Significant factors in family satisfaction scores included provision of information received from end-of-life care providers related to pain and symptom management. Perceptions about quality of end-of-life care were also “significantly associated” with the grief experienced among family caregivers.

Bereaved family caregivers who perceived higher quality of end-of-life care reported lower levels of grief, the study found.

“Ensuring high-quality care, particularly towards the end of life, can significantly enhance the quality of dying and death (QODD) for terminally ill patients,” the researchers wrote. “This, in turn, may alleviate grief among their loved ones following their passing.”

State health care policies impact the availability, sustainability and growth potential of palliative care delivery, recent research found.

Roughly 819 pieces of state legislation involving palliative care policies were introduced from 2009 to 2023, according to a recent study published in the Journal of the American Medical Association (JAMA) Health Forum.

The study spanned data from the Palliative Care Law and Policy GPS database developed in partnership with the Center to Advance Palliative Care (CAPC) and the Solomon Center for Health Law and Policy at Yale Law School.

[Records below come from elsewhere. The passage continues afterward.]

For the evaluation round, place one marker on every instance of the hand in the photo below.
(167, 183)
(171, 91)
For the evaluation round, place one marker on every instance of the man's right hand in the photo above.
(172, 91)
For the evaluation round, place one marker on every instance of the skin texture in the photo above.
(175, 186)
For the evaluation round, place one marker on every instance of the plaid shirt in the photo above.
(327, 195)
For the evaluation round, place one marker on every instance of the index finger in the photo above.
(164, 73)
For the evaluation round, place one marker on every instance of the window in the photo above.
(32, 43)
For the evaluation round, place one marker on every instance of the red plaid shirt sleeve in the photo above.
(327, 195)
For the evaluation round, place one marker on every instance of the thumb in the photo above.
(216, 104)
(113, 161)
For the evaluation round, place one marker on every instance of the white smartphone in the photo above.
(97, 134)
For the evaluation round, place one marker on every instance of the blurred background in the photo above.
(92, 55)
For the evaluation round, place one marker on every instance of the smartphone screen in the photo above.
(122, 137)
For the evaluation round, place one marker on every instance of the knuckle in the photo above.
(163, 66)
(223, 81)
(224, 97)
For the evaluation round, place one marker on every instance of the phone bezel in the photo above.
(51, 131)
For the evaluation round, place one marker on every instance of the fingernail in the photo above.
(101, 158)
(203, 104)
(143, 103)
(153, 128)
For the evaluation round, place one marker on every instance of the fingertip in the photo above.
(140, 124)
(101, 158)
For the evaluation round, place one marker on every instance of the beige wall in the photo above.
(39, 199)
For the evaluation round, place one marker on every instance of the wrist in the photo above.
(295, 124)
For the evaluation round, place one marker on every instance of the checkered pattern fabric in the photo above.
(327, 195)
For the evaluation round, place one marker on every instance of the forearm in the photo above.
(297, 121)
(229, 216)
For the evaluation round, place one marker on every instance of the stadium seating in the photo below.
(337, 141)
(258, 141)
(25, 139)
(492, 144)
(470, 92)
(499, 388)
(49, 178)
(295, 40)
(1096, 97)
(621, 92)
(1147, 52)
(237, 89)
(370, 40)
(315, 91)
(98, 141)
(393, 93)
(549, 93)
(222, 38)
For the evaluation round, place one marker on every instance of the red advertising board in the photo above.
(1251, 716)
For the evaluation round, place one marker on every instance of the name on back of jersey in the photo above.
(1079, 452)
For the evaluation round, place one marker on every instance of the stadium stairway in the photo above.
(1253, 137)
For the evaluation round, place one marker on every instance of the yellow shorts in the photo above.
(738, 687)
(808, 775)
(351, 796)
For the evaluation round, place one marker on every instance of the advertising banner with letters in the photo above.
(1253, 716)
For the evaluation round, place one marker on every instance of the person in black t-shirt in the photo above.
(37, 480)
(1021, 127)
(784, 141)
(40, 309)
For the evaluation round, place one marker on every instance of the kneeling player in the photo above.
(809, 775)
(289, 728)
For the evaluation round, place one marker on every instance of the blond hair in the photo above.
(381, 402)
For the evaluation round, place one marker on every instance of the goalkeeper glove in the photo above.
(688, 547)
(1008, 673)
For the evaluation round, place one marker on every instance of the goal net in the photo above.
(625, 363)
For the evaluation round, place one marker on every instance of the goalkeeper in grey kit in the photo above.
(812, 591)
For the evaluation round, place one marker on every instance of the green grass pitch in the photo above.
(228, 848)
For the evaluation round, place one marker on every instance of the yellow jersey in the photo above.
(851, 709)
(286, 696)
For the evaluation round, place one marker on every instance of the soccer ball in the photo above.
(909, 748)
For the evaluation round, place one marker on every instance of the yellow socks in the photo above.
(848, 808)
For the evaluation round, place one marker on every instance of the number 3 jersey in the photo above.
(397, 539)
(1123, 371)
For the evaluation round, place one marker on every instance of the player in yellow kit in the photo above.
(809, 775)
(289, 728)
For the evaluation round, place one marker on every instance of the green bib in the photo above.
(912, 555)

Much of the state legislature that passed related to palliative care quality, standards and public awareness. Roughly 29.8% of the legislation was enacted, with passage rates declining as each bill repeated introduction, the study found.

Common themes in palliative care-related state legislation included improving public awareness, quality and standards, as well as payment policies, workforce issues and telehealth utilization, the study found. Massachusetts, New York and New Jersey saw the largest numbers of palliative care bills introduced, according to the study.

Stretching back more than a decade, a rising number of states have passed laws designed to raise awareness of hospice and palliative care, but to date, few if any have achieved measurable results.